ARTBA Economist Looks Ahead; Sees Market Growth

Alison Premo Black, senior vice president and chief economist at the American Road & Transportation Builders Association (ARTBA) presented a webinar on what the construction industry has seen in the first half of 2018 and what to expect as the year rolls on.

According to the webinar, total transportation construction activity year-to-date is up 5 percent ($47.8 billion) from 2017 ($45.8 billion).

“After the five months of 2018 recorded, we’ve completed about 34 to 35 percent of all of the work we will see in a year,” said Black. “If the current trend continues, at year-end we should see $136.5 billion in activity ($134 billion in 2017). That would equate to a real growth of about 2 percent for total transportation construction activity in 2018.” 

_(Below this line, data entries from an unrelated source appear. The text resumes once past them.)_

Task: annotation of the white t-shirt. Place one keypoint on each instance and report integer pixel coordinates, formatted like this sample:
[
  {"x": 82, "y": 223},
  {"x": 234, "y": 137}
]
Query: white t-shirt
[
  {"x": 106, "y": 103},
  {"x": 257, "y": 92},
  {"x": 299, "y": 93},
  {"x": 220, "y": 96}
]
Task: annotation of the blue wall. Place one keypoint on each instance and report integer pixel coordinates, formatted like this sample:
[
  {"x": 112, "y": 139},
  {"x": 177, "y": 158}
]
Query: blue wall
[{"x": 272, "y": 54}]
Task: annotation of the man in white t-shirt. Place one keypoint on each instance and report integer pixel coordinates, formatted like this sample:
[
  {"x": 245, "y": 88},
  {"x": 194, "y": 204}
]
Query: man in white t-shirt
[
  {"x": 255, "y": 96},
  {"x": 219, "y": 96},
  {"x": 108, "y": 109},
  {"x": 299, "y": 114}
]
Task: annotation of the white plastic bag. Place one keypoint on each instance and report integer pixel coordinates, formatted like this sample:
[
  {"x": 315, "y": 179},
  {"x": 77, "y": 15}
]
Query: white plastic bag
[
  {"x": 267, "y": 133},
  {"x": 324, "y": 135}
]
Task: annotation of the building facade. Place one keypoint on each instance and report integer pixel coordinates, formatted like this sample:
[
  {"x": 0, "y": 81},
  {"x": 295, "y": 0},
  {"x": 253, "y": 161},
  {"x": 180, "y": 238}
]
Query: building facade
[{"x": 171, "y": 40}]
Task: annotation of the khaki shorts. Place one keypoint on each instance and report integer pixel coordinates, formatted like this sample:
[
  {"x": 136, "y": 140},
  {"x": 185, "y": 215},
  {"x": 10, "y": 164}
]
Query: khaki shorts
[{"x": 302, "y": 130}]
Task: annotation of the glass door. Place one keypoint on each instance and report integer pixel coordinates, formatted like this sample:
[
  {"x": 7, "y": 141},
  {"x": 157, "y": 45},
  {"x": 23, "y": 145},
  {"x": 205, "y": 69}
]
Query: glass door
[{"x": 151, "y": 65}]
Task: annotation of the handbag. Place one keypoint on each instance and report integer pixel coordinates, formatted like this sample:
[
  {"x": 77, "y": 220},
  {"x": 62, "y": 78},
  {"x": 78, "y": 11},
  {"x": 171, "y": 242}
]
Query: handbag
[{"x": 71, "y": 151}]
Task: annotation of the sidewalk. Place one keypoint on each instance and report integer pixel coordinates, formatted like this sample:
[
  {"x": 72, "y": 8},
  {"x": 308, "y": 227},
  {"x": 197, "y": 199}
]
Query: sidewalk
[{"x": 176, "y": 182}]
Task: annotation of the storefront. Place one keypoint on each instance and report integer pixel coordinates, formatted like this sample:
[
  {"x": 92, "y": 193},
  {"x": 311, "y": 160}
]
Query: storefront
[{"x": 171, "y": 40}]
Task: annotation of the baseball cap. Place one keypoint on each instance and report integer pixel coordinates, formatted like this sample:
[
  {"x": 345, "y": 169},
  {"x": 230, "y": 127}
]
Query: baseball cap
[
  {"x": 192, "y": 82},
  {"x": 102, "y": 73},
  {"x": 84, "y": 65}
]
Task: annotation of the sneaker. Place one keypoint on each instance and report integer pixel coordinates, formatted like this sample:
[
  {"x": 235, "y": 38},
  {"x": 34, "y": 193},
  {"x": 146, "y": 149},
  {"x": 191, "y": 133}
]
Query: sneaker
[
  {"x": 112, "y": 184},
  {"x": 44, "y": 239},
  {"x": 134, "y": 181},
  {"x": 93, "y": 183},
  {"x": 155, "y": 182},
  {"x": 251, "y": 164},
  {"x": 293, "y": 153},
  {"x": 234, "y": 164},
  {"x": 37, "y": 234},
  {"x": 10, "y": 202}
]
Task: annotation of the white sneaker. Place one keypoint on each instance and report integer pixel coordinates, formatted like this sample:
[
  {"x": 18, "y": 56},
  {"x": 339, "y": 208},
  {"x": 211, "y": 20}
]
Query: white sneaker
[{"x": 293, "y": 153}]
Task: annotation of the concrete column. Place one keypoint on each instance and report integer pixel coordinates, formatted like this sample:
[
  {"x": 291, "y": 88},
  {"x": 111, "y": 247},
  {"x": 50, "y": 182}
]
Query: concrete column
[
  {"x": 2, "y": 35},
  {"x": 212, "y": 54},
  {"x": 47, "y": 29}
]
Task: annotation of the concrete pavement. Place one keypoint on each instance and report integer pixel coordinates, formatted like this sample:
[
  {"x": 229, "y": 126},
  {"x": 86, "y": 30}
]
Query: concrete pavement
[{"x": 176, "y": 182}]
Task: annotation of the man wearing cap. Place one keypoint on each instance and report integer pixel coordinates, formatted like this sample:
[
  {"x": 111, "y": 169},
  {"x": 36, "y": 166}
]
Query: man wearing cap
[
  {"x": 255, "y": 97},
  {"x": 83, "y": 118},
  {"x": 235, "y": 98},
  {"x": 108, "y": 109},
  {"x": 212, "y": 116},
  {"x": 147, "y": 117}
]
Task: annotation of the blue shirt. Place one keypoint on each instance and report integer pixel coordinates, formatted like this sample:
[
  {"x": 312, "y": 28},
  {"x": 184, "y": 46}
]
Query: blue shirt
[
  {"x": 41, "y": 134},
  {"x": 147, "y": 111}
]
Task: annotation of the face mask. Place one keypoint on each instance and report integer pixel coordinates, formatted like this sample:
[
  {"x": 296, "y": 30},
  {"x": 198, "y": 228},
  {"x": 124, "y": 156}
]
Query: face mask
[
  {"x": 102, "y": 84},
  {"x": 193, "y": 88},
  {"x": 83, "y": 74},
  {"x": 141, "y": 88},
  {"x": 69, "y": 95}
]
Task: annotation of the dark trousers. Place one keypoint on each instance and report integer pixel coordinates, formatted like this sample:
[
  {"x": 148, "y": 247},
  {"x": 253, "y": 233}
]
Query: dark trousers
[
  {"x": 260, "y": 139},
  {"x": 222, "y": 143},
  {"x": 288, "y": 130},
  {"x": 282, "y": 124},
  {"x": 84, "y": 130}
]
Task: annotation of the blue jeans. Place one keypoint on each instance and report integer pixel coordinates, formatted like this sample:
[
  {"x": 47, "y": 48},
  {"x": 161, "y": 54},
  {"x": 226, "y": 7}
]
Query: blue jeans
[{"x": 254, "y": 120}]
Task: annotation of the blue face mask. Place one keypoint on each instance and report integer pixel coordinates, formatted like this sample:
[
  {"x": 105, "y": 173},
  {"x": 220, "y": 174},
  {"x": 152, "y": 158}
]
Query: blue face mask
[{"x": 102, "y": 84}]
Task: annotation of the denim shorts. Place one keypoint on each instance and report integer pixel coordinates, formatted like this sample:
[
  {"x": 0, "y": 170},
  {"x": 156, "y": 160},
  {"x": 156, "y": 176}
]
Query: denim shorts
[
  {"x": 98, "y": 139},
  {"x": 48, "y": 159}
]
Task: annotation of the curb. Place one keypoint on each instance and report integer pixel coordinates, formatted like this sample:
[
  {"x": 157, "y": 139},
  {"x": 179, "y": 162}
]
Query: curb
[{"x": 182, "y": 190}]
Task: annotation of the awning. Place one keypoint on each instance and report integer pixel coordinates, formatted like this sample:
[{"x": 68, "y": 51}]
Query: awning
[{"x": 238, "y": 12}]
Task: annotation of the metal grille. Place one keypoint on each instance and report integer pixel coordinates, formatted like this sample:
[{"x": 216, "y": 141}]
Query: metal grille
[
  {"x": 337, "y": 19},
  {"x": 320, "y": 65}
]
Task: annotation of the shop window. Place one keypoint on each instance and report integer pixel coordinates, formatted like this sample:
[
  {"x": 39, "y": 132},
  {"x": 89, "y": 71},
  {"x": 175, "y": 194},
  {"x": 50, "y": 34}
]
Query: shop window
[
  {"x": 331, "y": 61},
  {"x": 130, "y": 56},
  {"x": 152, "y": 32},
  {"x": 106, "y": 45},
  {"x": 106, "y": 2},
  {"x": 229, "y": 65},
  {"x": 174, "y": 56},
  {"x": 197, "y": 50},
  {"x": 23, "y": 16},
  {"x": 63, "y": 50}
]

In addition, growth for highway construction alone should be up 2 to 3 percent for the entire year. 

While bridge construction is down 8 percent in 2018 ($2.8 billion in 2017), airport construction is more than making up with more than a 64 percent growth in 2018. 

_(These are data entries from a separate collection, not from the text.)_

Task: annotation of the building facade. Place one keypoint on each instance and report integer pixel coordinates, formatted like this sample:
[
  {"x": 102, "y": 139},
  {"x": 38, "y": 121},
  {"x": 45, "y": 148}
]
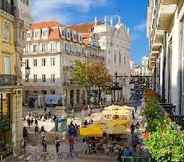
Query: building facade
[
  {"x": 144, "y": 66},
  {"x": 51, "y": 51},
  {"x": 165, "y": 32},
  {"x": 11, "y": 29},
  {"x": 114, "y": 39}
]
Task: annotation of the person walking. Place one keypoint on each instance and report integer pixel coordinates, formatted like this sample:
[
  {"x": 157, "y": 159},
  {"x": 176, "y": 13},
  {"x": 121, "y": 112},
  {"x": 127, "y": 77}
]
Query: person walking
[
  {"x": 44, "y": 145},
  {"x": 57, "y": 143},
  {"x": 36, "y": 122},
  {"x": 36, "y": 130},
  {"x": 71, "y": 145}
]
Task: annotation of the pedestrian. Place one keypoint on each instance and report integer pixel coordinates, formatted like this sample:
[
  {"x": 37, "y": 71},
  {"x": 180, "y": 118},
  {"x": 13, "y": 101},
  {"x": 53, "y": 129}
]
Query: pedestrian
[
  {"x": 72, "y": 130},
  {"x": 71, "y": 143},
  {"x": 28, "y": 122},
  {"x": 25, "y": 133},
  {"x": 36, "y": 130},
  {"x": 36, "y": 122},
  {"x": 57, "y": 143},
  {"x": 132, "y": 129},
  {"x": 45, "y": 145},
  {"x": 45, "y": 109},
  {"x": 23, "y": 145},
  {"x": 119, "y": 155}
]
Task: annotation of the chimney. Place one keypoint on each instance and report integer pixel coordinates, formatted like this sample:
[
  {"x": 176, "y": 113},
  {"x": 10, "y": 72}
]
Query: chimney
[{"x": 96, "y": 20}]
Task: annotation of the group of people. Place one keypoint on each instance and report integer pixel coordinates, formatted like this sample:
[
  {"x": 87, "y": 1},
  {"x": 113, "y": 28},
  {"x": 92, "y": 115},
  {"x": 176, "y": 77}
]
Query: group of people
[{"x": 72, "y": 133}]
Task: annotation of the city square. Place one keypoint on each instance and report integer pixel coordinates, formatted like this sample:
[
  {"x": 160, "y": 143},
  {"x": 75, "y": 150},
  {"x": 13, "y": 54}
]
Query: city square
[{"x": 91, "y": 80}]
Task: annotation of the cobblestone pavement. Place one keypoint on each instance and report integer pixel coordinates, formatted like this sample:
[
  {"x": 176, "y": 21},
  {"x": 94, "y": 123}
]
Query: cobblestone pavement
[{"x": 32, "y": 152}]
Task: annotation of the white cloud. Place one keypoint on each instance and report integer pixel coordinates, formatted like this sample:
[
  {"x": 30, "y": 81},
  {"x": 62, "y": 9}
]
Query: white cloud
[{"x": 57, "y": 9}]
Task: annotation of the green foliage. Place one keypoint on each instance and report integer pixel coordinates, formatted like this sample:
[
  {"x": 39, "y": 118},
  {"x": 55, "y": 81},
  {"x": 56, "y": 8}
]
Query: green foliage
[
  {"x": 166, "y": 142},
  {"x": 152, "y": 112},
  {"x": 80, "y": 73},
  {"x": 91, "y": 74}
]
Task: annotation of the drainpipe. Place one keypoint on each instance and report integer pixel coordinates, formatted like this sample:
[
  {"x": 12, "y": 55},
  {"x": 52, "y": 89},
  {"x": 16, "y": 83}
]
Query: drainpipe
[{"x": 164, "y": 65}]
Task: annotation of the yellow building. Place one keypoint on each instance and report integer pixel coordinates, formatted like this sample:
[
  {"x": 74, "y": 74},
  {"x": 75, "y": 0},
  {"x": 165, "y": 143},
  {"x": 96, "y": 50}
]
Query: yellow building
[{"x": 10, "y": 92}]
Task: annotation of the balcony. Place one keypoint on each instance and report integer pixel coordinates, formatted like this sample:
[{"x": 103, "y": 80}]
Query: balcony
[
  {"x": 7, "y": 80},
  {"x": 4, "y": 125},
  {"x": 164, "y": 12},
  {"x": 70, "y": 83},
  {"x": 8, "y": 7}
]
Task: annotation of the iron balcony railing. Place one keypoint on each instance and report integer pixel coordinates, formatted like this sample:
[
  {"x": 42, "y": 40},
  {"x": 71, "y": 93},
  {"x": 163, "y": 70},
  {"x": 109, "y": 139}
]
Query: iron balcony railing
[
  {"x": 4, "y": 125},
  {"x": 7, "y": 80},
  {"x": 8, "y": 7}
]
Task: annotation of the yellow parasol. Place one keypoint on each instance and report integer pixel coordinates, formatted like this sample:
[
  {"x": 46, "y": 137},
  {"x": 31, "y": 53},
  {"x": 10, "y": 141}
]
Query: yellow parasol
[
  {"x": 117, "y": 127},
  {"x": 93, "y": 130}
]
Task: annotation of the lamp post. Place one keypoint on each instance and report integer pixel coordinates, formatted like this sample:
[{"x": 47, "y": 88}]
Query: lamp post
[
  {"x": 27, "y": 72},
  {"x": 115, "y": 87}
]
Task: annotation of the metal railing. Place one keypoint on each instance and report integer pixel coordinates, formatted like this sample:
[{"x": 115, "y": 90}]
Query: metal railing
[
  {"x": 7, "y": 7},
  {"x": 137, "y": 159},
  {"x": 6, "y": 80}
]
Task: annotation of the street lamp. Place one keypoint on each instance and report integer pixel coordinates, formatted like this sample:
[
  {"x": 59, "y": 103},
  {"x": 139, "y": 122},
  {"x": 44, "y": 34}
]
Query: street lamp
[{"x": 27, "y": 72}]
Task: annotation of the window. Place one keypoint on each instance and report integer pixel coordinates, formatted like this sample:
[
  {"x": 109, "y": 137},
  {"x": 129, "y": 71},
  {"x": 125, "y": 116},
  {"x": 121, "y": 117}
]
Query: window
[
  {"x": 114, "y": 58},
  {"x": 119, "y": 58},
  {"x": 27, "y": 63},
  {"x": 124, "y": 59},
  {"x": 35, "y": 78},
  {"x": 44, "y": 33},
  {"x": 43, "y": 78},
  {"x": 36, "y": 34},
  {"x": 78, "y": 96},
  {"x": 44, "y": 47},
  {"x": 6, "y": 31},
  {"x": 52, "y": 91},
  {"x": 63, "y": 33},
  {"x": 52, "y": 47},
  {"x": 35, "y": 62},
  {"x": 53, "y": 78},
  {"x": 43, "y": 62},
  {"x": 34, "y": 48},
  {"x": 7, "y": 65},
  {"x": 52, "y": 61}
]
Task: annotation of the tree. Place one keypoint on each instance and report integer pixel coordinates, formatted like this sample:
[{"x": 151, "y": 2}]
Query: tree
[{"x": 91, "y": 75}]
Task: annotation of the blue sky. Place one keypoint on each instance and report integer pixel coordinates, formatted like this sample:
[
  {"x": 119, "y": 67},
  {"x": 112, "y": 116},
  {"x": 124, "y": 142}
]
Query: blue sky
[{"x": 132, "y": 12}]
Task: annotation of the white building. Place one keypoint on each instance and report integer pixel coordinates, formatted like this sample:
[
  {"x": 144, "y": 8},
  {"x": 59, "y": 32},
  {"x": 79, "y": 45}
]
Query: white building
[
  {"x": 165, "y": 26},
  {"x": 115, "y": 39},
  {"x": 50, "y": 52},
  {"x": 144, "y": 66}
]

With the lack of an infrastructure bill, states are starting to come up with their own funding measures. Currently, there are 215 transportation-related funding bills in 2018 in 39 different states. 

In 2017, voters approved $4.25 billion in transportation funding initiatives and while it is still very early in the November 2018 election process, there are already more than 100 measures in ballot initiatives for transportation funding in the works. 

The two-year budget agreement passed earlier this year agreed to increase infrastructure spending by $5.2 billion for “infrastructure” each year for two years. Under the FY18 Omnibus Appropriations Bill, total federal infrastructure spending is up $7 billion in the asphalt pavement market, a 15 percen tincrease.

But 2020 is just around the corner. ARTBA Executive Vice President of Advocacy David Baurer warned that if we do not find anything to take place of two-year budget agreement, the Highway Trust Fund (HTF) crisis will return. 

To maintain the current highway spending levels beyond 2020, Congress will have to find an additional $93 billion to write a five-year bill and $115 billion for a six-year surface transportation bill.

Representative Bill Shuster, who is also chairman of the Transportation & Infrastructure Committee, released an infrastructure plan that would generate $284 billion over a 10-year period.

To do this, he proposed a 15-cent gas tax increase, an electric vehicle battery tax, a 4.3-cent tax on commuter trains, a bicycle tire tax and a vehicle miles traveled pilot program.  

“The Shuster proposal supports growth and gets the Highway Trust Fund out of an immediate insolvency crisis,” Bauer said. “He realizes that raising the gas tax is not a sustainable solution, but it’s a state. The goal would be to find a long-term solution to the Highway Trust Fund and once we figure out funding, that can happen very quickly.”